By Tatyana Hopkins
The internet has not revolutionized the way people shape their identities, instead the digital age has only shifted the existing and understood building blocks on which people develop their sense of self and belonging, according to a cognitive psychologist and visiting associate professor at the George Washington University’s Graduate School of Education and Human Development.
For over a decade, the psychologist, Eli Gottlieb, directed the Mandel Leadership Institute in Jerusalem, where he examined links between cognition, culture and identity, and their implications for education and leadership.
Dr. Gottlieb said a return to the basic elements of identify formation would help educators understand the effects of technology, especially social media, on the way young people shape their inward and outward behaviors. He said this is especially important in a time when discussions about whether social media makes young people self-obsessed, conformist or fragile predominate news media and social discourse.
“Rather than jump onto the bandwagon of moral panic, we should be doing what schools of education are supposed to have been doing all this time, which is identifying deep, profound cultural values to pass on to the next generation,” he said.
Dr. Gottlieb, who joined the university through a fellowship with the Israel Institute, spoke Wednesday at the Marvin Center about how young people form their identities—their sense of who they are as individuals as well as members of communities—in the digital age as part of GSEHD’s “Conversations that Matter,” Dean Michael Feuer’s distinguished guest speaker series.
The lecture was also the culmination of a course Dr. Gottlieb taught at GW, which explored the similarities and differences of identify formation in the digital age for young people in Israel and the United States.
Dr. Gottlieb said the most influential theories on identity formation in history rely on three fundamental dimensions, with each theory giving a slightly different account of an ideal balance among these dimensions.
He identified the dimensions as: continuity, what makes people the same in the past, present and future; authenticity, the gap between how people feel and how they are perceived by the outside world; and individuality, the pull between being a unique being and the member of a group.
“I would like to argue that if we go back to those dimensions that already existed, [social media] has just shifted them around in dramatic ways,” Dr. Gottlieb said.

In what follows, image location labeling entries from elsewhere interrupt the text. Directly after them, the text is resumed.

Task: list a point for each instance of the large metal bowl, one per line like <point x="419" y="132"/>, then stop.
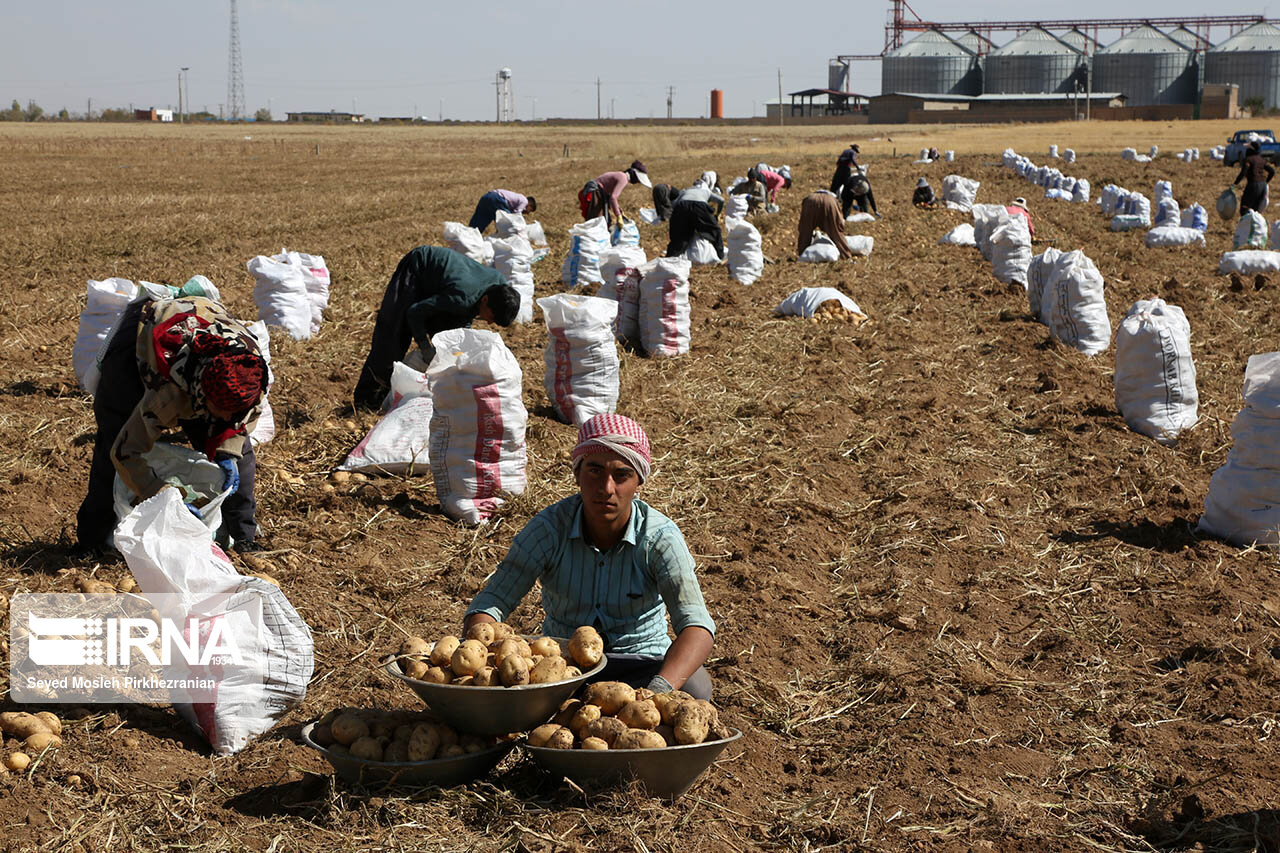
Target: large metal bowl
<point x="438" y="771"/>
<point x="493" y="711"/>
<point x="663" y="772"/>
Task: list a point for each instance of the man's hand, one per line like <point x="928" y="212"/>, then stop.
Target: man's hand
<point x="231" y="474"/>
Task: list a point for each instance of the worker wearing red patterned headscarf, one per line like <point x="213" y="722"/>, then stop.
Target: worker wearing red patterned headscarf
<point x="182" y="363"/>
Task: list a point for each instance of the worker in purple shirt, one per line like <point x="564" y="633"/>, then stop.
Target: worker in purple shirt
<point x="496" y="200"/>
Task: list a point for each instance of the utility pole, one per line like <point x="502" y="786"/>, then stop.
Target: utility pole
<point x="780" y="97"/>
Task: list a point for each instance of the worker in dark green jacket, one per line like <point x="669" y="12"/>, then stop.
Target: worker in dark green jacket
<point x="433" y="290"/>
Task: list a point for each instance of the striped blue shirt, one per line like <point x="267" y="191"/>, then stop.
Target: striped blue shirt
<point x="625" y="592"/>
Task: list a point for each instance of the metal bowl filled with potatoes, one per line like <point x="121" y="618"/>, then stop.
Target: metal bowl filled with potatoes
<point x="493" y="684"/>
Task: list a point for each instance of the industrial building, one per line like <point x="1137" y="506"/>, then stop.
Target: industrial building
<point x="1152" y="68"/>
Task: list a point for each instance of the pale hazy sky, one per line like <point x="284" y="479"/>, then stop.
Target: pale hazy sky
<point x="392" y="56"/>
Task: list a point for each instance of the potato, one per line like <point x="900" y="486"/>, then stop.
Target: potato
<point x="347" y="728"/>
<point x="438" y="675"/>
<point x="609" y="696"/>
<point x="606" y="729"/>
<point x="542" y="734"/>
<point x="424" y="743"/>
<point x="366" y="748"/>
<point x="691" y="723"/>
<point x="639" y="739"/>
<point x="51" y="721"/>
<point x="469" y="657"/>
<point x="487" y="676"/>
<point x="483" y="633"/>
<point x="442" y="653"/>
<point x="548" y="671"/>
<point x="568" y="707"/>
<point x="504" y="647"/>
<point x="585" y="715"/>
<point x="641" y="714"/>
<point x="586" y="647"/>
<point x="42" y="740"/>
<point x="21" y="724"/>
<point x="513" y="671"/>
<point x="415" y="646"/>
<point x="544" y="646"/>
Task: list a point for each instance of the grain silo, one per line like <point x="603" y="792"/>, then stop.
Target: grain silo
<point x="1034" y="63"/>
<point x="931" y="64"/>
<point x="1251" y="59"/>
<point x="1147" y="67"/>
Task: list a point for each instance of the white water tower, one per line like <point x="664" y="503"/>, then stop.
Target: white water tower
<point x="502" y="85"/>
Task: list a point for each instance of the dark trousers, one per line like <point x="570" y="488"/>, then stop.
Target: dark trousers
<point x="118" y="392"/>
<point x="392" y="337"/>
<point x="487" y="210"/>
<point x="690" y="219"/>
<point x="638" y="670"/>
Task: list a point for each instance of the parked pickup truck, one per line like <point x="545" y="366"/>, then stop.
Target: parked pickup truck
<point x="1237" y="146"/>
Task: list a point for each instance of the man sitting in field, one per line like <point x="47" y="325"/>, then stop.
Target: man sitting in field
<point x="607" y="559"/>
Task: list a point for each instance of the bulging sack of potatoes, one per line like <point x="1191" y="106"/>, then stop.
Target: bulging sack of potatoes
<point x="1155" y="374"/>
<point x="581" y="355"/>
<point x="1243" y="501"/>
<point x="478" y="424"/>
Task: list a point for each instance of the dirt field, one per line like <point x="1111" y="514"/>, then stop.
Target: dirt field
<point x="960" y="605"/>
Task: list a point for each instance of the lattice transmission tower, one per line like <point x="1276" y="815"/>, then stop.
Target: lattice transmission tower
<point x="234" y="73"/>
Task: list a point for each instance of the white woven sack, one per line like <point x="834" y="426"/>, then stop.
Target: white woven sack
<point x="959" y="236"/>
<point x="1243" y="500"/>
<point x="702" y="252"/>
<point x="1011" y="251"/>
<point x="664" y="311"/>
<point x="1038" y="272"/>
<point x="398" y="443"/>
<point x="508" y="224"/>
<point x="621" y="270"/>
<point x="1155" y="375"/>
<point x="860" y="243"/>
<point x="105" y="301"/>
<point x="280" y="295"/>
<point x="315" y="274"/>
<point x="512" y="256"/>
<point x="1074" y="306"/>
<point x="467" y="241"/>
<point x="200" y="480"/>
<point x="581" y="356"/>
<point x="478" y="428"/>
<point x="1174" y="236"/>
<point x="807" y="301"/>
<point x="959" y="192"/>
<point x="1251" y="232"/>
<point x="744" y="250"/>
<point x="1248" y="263"/>
<point x="583" y="263"/>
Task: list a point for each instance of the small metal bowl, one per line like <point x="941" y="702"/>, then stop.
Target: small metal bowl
<point x="664" y="772"/>
<point x="502" y="710"/>
<point x="442" y="772"/>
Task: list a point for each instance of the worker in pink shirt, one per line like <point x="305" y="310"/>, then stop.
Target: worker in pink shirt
<point x="599" y="197"/>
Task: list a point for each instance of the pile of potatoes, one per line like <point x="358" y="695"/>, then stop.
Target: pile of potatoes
<point x="493" y="655"/>
<point x="832" y="311"/>
<point x="393" y="735"/>
<point x="37" y="733"/>
<point x="612" y="715"/>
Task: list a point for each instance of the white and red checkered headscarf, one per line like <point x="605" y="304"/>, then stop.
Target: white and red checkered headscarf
<point x="613" y="434"/>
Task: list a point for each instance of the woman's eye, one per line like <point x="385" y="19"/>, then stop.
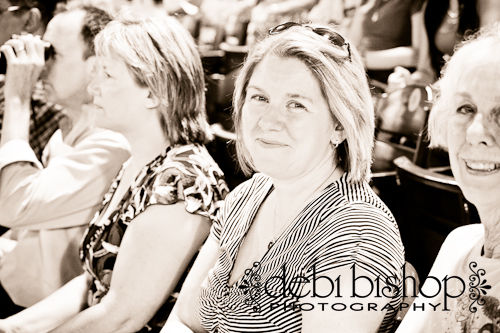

Social media’s nature of constant social engagement, looming threats that something one posts on the internet can be retrieved at any time and choosing the right photos to share at the right time for optimal “likes” are simply a contemporary shift on those traditional tensions, he said. And society must understand these changes, he said, to keep young people safe.
“Murder is down, teen pregnancy is down, car accidents are down, drinking is down, drugs are down,” Dr. Gottlieb said. “[But] suicide among teens is growing. This is probably the safest generation of teens we have seen in in years but they more at risk of killing themselves than any generation that’s preceded them.”
However, he said current research in the area only offers broad generalizations about social behaviors of young people in the digital age.
He used available research to give the digital age four characteristics—always being between communities, always on, lonely and disconnected—but said more experimental and cross-cultural research was needed to show social media’s actual causal effect on teen social behavior.
In his review of existing correlational research, he found that teens are spending less time in-person time with their friends and up to nine hours a day on average with electronic devices. The number of young people participating in civic associations, identifying with religions and being politically active are also declining. He said while these figures have been declining since the ’90s, they have gone into “freefall” in recent years.
Other studies also found emerging rates of political polarization online as well as heightened stress among young people to be likable on social media while also liking their friend’s posts.
However, he called for more experimental research undertakings in the cause-and-effect of social media on young people’s social attitudes and activities so that educators could appropriately respond.
“You cannot put the genie back in the bottle,” he said. “Our issues have less to do with limiting our use of the internet and legislating against internet use and much more about what it is that we are replacing when we spend all those hours online.”